Пэтэвэшников выводят на улицу и закрывают за ними ворота. Они сидят под воротами весь день, до самой темноты, словно брошенные псы.
Под утро я заступаю на фишку в административное здание и первым делом осматриваю улицу. Их уже нет. Вряд ли они добрались до Ханкалы или «Северного».
– Война бы началась, что ли, – говорит Фикса. – Хоть со жратвой проблем бы не было.
Это точно. Начальство вспоминает о солдатах только тогда, когда их валят сотнями. После какого-нибудь очередного штурма нас всегда строят в каре и рассказывают, какие мы герои. И затем два-три дня дают нормальную пищу. Потом опять начинаются пустая недоваренная сечка на завтрак и п…дюли на обед.
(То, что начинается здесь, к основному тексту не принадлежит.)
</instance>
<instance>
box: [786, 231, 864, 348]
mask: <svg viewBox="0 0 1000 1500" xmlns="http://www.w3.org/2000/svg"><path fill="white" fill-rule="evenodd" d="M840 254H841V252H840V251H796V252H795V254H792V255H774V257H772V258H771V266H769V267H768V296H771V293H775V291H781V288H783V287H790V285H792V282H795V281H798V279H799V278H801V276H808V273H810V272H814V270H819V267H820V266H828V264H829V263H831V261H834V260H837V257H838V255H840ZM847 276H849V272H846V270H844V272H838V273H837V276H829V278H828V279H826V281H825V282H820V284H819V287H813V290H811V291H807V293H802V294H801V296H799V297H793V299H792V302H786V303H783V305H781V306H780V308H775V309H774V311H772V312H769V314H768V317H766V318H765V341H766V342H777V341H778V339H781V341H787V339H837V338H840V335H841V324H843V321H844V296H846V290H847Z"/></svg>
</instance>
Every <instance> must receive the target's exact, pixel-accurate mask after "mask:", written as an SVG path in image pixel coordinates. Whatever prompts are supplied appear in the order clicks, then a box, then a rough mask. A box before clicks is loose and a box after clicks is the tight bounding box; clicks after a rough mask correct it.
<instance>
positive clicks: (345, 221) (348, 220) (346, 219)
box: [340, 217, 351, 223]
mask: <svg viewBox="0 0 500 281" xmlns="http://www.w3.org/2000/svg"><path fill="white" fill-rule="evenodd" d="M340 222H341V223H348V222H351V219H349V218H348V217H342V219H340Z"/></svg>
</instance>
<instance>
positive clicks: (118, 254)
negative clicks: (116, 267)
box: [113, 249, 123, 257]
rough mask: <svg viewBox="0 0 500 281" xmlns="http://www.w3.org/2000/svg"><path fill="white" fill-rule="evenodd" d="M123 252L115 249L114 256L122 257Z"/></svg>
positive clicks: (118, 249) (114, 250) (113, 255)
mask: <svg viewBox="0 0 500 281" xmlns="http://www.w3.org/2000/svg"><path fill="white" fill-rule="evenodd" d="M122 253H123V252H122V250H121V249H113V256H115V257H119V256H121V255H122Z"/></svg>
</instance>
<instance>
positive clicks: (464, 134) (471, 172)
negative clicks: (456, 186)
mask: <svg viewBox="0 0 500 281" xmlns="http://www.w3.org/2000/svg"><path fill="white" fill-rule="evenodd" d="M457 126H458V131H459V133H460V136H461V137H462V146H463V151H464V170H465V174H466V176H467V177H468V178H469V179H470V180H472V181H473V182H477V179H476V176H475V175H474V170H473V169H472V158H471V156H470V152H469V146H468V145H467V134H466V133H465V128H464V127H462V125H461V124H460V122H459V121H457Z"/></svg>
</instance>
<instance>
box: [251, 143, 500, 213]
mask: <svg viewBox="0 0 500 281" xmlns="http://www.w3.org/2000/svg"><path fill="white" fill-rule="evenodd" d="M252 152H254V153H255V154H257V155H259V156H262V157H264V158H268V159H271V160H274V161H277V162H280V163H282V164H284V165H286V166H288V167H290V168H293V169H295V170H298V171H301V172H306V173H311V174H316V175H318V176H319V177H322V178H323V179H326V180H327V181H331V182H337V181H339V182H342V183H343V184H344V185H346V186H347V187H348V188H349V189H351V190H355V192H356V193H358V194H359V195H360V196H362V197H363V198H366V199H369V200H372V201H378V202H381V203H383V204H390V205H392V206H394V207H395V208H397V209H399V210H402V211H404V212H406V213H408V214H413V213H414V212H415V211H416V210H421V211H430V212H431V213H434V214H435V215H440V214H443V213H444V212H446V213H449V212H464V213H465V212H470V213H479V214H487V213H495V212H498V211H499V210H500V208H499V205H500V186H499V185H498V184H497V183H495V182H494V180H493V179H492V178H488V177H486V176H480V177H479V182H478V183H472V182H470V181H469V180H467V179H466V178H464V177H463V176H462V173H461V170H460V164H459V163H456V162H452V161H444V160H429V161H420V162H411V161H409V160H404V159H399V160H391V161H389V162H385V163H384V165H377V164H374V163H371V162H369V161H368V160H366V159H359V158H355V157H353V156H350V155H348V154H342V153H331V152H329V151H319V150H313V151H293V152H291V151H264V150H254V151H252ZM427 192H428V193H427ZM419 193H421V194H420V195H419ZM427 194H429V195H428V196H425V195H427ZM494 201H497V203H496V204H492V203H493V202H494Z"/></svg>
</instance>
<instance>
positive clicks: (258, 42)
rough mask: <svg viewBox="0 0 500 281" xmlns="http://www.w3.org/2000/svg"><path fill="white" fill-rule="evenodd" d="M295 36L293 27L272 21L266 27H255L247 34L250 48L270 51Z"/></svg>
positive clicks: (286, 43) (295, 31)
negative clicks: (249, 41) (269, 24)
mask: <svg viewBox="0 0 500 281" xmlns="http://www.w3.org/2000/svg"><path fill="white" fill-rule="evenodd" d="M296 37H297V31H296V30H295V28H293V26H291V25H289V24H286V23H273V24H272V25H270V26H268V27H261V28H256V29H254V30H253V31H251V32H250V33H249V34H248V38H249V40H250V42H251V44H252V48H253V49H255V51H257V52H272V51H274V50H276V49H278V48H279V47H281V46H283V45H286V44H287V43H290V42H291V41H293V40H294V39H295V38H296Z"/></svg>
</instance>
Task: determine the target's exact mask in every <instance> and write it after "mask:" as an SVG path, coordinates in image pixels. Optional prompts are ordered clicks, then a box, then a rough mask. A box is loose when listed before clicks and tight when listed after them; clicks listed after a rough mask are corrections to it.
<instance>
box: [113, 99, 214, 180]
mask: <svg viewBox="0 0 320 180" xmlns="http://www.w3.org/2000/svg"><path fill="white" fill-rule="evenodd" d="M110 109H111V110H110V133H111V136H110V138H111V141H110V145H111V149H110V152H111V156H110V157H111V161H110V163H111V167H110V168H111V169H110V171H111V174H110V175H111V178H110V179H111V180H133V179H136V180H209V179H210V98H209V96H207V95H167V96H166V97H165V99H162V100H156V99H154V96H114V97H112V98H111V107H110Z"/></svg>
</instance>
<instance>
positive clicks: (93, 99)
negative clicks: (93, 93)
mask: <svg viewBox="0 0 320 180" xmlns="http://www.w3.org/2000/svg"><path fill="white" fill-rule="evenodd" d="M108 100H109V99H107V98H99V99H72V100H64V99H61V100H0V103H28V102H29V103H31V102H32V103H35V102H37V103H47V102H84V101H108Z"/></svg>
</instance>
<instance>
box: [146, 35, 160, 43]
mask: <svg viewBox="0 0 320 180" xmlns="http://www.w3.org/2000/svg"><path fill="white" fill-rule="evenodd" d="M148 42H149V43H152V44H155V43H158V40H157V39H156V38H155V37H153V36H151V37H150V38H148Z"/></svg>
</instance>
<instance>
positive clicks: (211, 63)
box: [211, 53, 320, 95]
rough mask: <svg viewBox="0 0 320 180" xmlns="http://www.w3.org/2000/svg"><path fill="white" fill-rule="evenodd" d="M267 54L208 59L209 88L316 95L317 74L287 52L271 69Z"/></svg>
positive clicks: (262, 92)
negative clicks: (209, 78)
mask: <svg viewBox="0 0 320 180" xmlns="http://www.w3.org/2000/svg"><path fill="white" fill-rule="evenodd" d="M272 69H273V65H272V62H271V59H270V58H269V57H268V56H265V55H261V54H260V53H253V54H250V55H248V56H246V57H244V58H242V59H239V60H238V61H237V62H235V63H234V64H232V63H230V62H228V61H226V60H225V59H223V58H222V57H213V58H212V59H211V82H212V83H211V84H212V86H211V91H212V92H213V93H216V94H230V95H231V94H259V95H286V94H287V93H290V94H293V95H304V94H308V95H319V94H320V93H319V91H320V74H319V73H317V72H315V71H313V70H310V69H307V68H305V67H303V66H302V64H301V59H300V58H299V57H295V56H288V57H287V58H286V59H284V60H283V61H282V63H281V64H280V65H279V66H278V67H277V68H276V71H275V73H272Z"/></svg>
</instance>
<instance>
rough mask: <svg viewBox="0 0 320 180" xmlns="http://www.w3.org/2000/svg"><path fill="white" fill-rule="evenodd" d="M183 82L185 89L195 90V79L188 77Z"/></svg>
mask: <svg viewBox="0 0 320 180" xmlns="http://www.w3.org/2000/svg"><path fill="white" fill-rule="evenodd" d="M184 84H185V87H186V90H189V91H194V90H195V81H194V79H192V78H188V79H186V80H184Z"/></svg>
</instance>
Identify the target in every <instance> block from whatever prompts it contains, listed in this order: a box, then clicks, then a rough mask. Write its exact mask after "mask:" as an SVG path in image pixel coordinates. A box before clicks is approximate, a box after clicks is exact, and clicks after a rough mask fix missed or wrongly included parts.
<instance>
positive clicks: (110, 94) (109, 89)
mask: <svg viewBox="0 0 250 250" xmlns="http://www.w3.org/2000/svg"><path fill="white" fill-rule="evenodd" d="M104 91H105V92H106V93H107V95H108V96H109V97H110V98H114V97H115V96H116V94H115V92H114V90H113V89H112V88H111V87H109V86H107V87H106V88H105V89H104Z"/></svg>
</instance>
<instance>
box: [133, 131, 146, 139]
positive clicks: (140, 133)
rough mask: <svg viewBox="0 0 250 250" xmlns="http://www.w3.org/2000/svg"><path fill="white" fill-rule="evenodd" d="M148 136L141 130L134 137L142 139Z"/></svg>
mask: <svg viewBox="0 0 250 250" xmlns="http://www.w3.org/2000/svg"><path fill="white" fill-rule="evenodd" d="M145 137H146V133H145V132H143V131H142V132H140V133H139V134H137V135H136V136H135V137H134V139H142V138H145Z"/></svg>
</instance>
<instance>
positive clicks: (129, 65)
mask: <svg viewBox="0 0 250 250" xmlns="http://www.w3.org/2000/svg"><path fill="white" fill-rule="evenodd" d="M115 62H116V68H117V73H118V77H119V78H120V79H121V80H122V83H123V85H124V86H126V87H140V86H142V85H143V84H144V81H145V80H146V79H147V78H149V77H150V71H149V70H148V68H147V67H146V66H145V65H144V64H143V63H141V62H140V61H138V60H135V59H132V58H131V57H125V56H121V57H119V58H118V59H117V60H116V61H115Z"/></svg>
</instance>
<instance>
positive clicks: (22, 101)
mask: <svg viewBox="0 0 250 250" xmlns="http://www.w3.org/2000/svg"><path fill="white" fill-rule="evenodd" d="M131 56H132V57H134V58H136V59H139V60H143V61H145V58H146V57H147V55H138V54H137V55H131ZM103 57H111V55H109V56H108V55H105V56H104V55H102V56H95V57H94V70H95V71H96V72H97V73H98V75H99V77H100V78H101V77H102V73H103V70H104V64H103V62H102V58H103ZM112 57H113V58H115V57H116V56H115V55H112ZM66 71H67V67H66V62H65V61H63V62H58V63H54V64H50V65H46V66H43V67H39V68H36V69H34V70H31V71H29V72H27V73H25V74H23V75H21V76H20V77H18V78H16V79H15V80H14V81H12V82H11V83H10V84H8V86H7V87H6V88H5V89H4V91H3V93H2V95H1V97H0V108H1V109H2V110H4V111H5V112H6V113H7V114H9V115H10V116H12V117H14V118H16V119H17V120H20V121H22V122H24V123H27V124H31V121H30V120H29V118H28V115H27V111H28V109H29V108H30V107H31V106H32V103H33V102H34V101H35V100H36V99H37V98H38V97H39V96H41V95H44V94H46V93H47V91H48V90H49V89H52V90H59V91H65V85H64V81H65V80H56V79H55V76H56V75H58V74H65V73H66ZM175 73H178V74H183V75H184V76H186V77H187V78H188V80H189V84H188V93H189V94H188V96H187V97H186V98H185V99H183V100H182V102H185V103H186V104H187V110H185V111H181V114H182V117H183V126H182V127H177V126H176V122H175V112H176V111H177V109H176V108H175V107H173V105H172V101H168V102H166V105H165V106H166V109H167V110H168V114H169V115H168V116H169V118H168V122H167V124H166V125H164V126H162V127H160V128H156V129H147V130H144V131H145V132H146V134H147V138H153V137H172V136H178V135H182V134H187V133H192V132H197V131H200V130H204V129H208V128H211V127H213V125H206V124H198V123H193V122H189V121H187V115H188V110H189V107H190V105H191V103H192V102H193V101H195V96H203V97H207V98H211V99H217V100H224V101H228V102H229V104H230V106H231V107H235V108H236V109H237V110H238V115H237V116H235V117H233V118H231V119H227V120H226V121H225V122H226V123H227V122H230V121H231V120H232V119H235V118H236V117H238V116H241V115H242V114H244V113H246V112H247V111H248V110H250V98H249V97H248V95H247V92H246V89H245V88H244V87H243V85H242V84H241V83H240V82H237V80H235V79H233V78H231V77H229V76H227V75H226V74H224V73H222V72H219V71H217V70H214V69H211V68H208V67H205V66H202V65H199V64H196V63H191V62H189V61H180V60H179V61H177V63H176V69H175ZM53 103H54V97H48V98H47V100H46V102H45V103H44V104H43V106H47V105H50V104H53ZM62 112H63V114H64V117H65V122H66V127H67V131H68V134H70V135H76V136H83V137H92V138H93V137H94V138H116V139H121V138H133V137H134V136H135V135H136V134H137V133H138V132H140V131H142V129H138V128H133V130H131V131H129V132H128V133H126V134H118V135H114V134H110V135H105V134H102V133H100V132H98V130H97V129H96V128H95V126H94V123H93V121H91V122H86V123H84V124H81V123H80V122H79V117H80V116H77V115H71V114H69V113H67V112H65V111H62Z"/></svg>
Объявляется начальство. Мы только что проснулись и умываемся из бетонных быков – невысоких, по колено, опор под металлический каркас недостроенного мясного цеха; в каждом из них накопилось литров по пять талой зеленой воды. Пить ее нельзя, но для умывания она вполне пригодна. И тут в ворота въезжает трофейный серебристый «Паджеро» и два бэтээра сопровождения, нагруженных коробками с гуманитаркой.